Q: it is not clear to me why the authors did not train the classifier C on the same data. how does aNN perform when compared with the simple classifier C used after M? A: C works on the denoised image outputted by M, so we trained it on the clean image instead of noisy image. Training a classifier C on the original noisy input gives an error rate of 26.1% and this serves as a baseline performance. When we directly use the C trained on clean data to classify noisy image, the error rate is 85.6%.
Q: The proposed way to disentangle the various digits is a bit tricky though because of the "validate the guess" criterion. What is the performance of C when taking the first two best guesses (naive) or when C is trained with cross-entropy to predict the presence of given objects? A: We did a few more experiments following your suggestion. When we take from C the first two guesses with highest confidence regardless of whether the guess is validated, the performance is 30.4%/90.9% (both digits/at least one). We were not completely clear of the cross-entropy suggestion.
Q: Even following the proposed scheme, what if the number of objects is not known? How to set the criterion? Let's say we were to apply it to a general object detection benchmark. A: For object detection, a simple scheme is to use a fixed confidence threshold. We can also imagine more complicated schemes, where we use C on the input image first to come up with top candidates and use them as guesses. The bias vector can also be continuously valued to represent probabilities.
Review 41: Q: "The hope, however, is that transformation under wrong guess is less perfect than denoised reconstruction under the correct guess." Wouldn't there be a way of enforcing this during training, with some form of contrastive training? how stable is the overall feedback loop? A: As shown in figure 5, if left to run freely, the feedback loop is not stable and will hallucinate out the biases, so more iterations do not always help the case. This was a surprising result to us. The idea of enforcing the difference during training is an interesting suggestion and we may try it for the revision. We thank the reviewer for this nice suggestion.
Q: Do the authors have examples of less successful results? A: Some failure cases are provided in figure 4.b and 6.c.
Q: Will code be available along with the paper? A: We will make it available.
Review 6: Q: I found this result interesting but I am not quite sure of the novelty of the approach. A: The main novelty is to combine the various elements into a single extensible framework and demonstrating it on some real-world cases. Details about difference from various previous approaches are given in the discussion section.
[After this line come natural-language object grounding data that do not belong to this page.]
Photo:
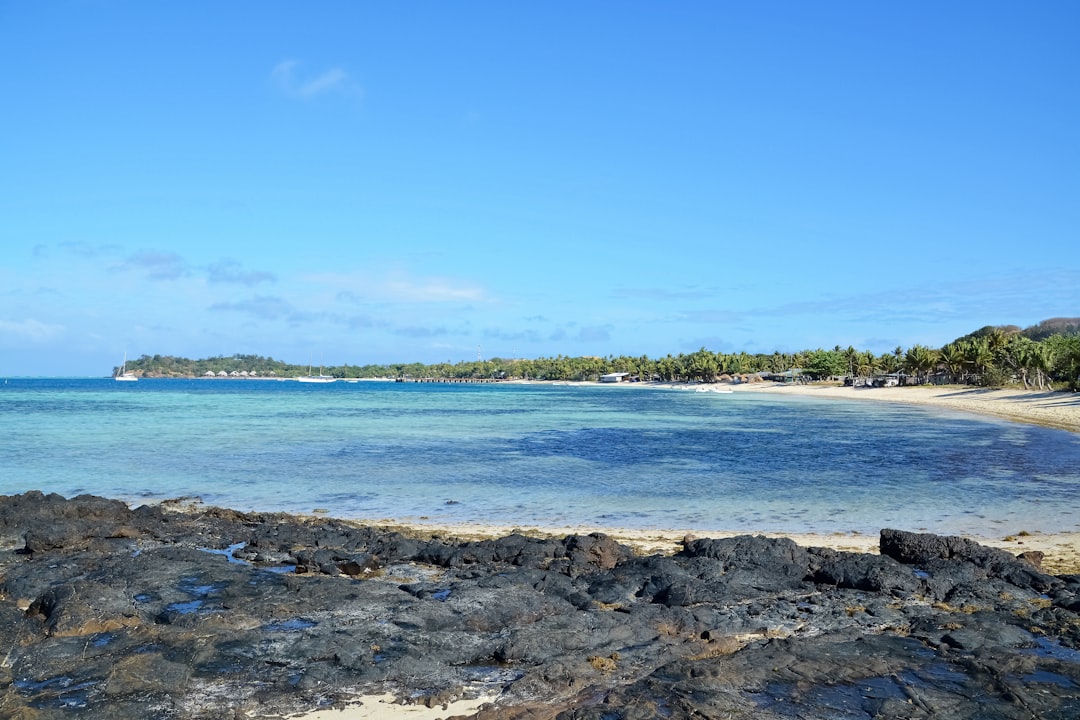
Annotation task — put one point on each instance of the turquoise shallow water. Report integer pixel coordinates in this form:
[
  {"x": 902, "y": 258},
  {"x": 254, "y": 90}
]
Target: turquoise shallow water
[{"x": 548, "y": 456}]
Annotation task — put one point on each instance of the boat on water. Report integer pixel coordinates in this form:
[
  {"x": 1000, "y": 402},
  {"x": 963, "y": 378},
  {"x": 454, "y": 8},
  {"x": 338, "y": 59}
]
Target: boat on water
[
  {"x": 122, "y": 375},
  {"x": 315, "y": 378}
]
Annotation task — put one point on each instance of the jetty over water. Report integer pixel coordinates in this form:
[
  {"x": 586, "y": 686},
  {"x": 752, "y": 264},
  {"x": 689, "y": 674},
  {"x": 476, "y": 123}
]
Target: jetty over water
[{"x": 454, "y": 380}]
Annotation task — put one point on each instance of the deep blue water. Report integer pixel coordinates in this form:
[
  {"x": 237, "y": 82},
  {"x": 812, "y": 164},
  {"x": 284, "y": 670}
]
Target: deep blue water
[{"x": 540, "y": 456}]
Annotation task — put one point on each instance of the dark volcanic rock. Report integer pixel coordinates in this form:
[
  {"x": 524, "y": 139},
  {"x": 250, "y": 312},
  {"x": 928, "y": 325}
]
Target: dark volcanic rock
[{"x": 108, "y": 612}]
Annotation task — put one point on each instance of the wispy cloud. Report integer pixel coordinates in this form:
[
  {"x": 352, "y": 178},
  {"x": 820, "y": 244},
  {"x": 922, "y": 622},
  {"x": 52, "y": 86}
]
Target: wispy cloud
[
  {"x": 231, "y": 271},
  {"x": 662, "y": 294},
  {"x": 418, "y": 331},
  {"x": 335, "y": 80},
  {"x": 400, "y": 287},
  {"x": 159, "y": 266},
  {"x": 261, "y": 307},
  {"x": 595, "y": 334},
  {"x": 29, "y": 330},
  {"x": 521, "y": 336}
]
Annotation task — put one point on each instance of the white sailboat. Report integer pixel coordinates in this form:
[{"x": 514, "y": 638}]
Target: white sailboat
[{"x": 123, "y": 375}]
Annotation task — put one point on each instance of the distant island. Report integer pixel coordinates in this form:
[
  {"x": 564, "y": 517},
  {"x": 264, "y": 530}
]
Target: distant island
[{"x": 1045, "y": 355}]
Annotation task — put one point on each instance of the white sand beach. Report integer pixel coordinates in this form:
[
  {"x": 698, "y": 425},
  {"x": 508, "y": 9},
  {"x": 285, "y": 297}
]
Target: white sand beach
[
  {"x": 1061, "y": 551},
  {"x": 1051, "y": 409}
]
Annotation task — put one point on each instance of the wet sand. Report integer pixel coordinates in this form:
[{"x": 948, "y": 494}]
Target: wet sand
[
  {"x": 1062, "y": 551},
  {"x": 1051, "y": 409}
]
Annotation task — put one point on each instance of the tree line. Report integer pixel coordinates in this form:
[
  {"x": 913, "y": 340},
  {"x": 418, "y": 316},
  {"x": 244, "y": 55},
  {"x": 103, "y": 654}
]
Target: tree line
[{"x": 991, "y": 356}]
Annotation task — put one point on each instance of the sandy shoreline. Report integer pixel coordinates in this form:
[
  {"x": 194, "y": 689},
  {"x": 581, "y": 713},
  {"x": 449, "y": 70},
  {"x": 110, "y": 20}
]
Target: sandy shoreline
[
  {"x": 1051, "y": 409},
  {"x": 1054, "y": 409},
  {"x": 1061, "y": 551}
]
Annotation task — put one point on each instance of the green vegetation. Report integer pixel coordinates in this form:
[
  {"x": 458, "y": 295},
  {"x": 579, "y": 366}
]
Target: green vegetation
[{"x": 1039, "y": 356}]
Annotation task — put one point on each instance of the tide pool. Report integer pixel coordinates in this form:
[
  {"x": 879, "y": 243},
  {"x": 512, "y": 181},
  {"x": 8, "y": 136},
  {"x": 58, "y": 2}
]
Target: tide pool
[{"x": 539, "y": 456}]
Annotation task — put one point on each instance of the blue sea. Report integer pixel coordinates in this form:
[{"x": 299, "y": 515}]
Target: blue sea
[{"x": 540, "y": 456}]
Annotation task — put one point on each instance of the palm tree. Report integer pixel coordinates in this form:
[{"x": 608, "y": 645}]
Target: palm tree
[
  {"x": 920, "y": 361},
  {"x": 954, "y": 360}
]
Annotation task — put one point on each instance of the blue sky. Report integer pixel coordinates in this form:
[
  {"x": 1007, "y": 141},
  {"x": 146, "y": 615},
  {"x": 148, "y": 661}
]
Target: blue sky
[{"x": 370, "y": 182}]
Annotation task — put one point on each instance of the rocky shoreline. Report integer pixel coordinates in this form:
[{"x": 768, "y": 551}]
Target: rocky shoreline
[{"x": 152, "y": 612}]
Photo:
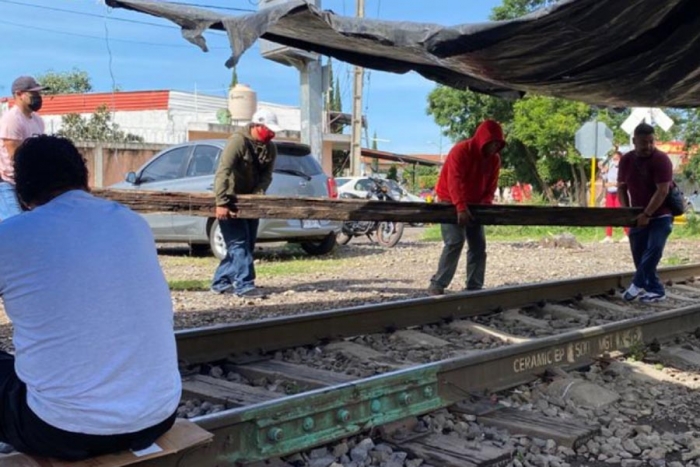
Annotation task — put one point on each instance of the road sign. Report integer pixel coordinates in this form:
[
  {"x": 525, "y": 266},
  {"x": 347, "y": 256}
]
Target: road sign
[
  {"x": 594, "y": 139},
  {"x": 650, "y": 115}
]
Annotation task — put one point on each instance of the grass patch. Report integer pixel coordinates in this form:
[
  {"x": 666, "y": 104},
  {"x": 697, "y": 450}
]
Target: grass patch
[
  {"x": 189, "y": 285},
  {"x": 520, "y": 233},
  {"x": 297, "y": 266},
  {"x": 674, "y": 260},
  {"x": 689, "y": 230},
  {"x": 272, "y": 266}
]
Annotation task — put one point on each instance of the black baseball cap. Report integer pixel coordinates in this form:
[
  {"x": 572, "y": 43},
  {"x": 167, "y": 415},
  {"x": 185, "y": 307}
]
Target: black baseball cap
[{"x": 26, "y": 83}]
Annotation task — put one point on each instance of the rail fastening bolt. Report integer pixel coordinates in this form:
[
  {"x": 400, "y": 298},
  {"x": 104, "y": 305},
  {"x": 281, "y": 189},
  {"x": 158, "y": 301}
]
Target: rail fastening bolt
[
  {"x": 308, "y": 424},
  {"x": 343, "y": 416},
  {"x": 275, "y": 434}
]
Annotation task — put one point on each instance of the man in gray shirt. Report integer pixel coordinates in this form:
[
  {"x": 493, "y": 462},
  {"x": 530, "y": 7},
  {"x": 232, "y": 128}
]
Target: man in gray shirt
[{"x": 95, "y": 365}]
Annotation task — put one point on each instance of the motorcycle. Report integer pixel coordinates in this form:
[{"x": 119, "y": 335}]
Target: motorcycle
[{"x": 385, "y": 233}]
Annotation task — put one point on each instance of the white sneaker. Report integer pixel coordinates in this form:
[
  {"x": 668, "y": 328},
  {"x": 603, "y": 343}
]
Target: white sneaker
[
  {"x": 632, "y": 292},
  {"x": 651, "y": 297}
]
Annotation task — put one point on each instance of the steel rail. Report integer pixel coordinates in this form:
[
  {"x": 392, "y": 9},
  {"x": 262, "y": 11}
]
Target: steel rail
[
  {"x": 302, "y": 421},
  {"x": 217, "y": 342}
]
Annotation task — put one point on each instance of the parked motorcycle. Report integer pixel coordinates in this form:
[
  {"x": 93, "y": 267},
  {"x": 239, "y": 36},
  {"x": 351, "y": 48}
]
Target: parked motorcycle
[{"x": 385, "y": 233}]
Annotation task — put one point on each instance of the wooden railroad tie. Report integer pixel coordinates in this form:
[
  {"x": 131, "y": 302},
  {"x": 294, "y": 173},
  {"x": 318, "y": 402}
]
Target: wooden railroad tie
[{"x": 263, "y": 206}]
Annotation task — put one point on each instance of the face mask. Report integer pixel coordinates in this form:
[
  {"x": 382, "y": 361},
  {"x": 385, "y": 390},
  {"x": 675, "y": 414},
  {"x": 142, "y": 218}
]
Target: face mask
[
  {"x": 265, "y": 135},
  {"x": 35, "y": 102}
]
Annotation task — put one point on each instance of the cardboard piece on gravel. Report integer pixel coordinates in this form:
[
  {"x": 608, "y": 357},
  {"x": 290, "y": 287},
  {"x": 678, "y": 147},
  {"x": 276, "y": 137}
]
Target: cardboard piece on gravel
[{"x": 183, "y": 435}]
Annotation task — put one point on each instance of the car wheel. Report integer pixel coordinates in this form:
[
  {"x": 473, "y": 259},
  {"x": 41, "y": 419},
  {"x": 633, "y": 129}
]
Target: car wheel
[
  {"x": 200, "y": 249},
  {"x": 322, "y": 247},
  {"x": 216, "y": 241}
]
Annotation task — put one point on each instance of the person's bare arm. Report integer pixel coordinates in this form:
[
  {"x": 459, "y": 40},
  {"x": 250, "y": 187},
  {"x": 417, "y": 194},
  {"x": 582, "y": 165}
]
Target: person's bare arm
[{"x": 11, "y": 146}]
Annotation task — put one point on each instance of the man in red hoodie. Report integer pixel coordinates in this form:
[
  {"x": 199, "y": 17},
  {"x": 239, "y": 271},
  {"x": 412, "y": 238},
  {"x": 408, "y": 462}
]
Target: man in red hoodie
[{"x": 469, "y": 176}]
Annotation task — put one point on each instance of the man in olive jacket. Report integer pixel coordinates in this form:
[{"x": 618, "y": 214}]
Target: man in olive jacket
[{"x": 245, "y": 167}]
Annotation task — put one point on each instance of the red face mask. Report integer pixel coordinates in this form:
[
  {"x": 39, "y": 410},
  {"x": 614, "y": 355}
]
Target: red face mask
[{"x": 265, "y": 135}]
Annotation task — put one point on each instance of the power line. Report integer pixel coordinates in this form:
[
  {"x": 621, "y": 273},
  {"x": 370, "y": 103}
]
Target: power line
[
  {"x": 214, "y": 6},
  {"x": 82, "y": 13},
  {"x": 32, "y": 27},
  {"x": 95, "y": 15}
]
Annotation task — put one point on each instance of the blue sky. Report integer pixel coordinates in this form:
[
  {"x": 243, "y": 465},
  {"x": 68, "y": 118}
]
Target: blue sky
[{"x": 136, "y": 56}]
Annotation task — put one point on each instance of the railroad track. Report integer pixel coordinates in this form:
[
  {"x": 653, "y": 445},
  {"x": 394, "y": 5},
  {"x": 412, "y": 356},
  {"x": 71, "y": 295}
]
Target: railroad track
[{"x": 283, "y": 385}]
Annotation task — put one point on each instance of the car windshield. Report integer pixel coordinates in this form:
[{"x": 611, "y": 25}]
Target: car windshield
[{"x": 303, "y": 164}]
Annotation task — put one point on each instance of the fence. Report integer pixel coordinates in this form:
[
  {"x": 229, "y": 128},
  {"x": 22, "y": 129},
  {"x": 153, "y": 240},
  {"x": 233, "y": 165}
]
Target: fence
[{"x": 108, "y": 163}]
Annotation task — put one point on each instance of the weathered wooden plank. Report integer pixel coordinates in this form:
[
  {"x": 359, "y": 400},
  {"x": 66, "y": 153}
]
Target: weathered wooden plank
[
  {"x": 258, "y": 206},
  {"x": 220, "y": 391},
  {"x": 449, "y": 451},
  {"x": 566, "y": 433}
]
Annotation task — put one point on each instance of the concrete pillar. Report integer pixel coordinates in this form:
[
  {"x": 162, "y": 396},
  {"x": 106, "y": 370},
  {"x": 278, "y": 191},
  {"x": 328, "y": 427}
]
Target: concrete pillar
[
  {"x": 98, "y": 176},
  {"x": 311, "y": 78}
]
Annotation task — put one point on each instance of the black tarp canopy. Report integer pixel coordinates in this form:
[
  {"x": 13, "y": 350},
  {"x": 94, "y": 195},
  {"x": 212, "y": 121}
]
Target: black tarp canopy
[{"x": 606, "y": 52}]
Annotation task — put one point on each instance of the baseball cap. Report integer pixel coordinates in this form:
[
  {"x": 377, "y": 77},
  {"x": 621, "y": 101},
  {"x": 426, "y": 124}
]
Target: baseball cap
[
  {"x": 268, "y": 118},
  {"x": 26, "y": 83}
]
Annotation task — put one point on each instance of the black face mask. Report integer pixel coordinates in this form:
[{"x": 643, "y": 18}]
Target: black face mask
[{"x": 35, "y": 102}]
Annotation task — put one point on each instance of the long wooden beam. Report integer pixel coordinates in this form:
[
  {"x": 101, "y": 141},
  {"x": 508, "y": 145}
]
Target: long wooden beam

Q: the generalization of the approach beyond digits to natural scenes. A: Dealing with natural scenes will probably require deep architectures, and is probably the most intriguing direction to extend aNN as is. We can start by simply repliacing the encoder and decoder portion of M with a multiple layer convolutional autoencoder and allow attentional interactions only at the top layer of the encoder. Since training for the different components are done separately, such a system should be reasonable to train. More complicated schemes can also be imagined. We will give more suggestions for such possible extensions in the discussion section for the revision.
Q: English needs to be improved. Some more details on dimensionality of vectors in section 2.1 will help the reader. Some details on compared models would be helpful. Fig. 4: It should be red bar not black bar. A: Suggestions will be followed. We thank the reviewer for the careful reading.
Q: why in Figure 6, last column for input 3, trained NN classifier returns 2 while it clearly looks like a "3"? A: This is a case of classifier failure. By running more iterations, we found that the middle stick feature in 3 is important for its correct classification, which is not obviously present in that particular example. However, using an off-the-shelf CNN as C dealt with this case correctly at the 2nd iteration. We will also present this result in the new revision.
| |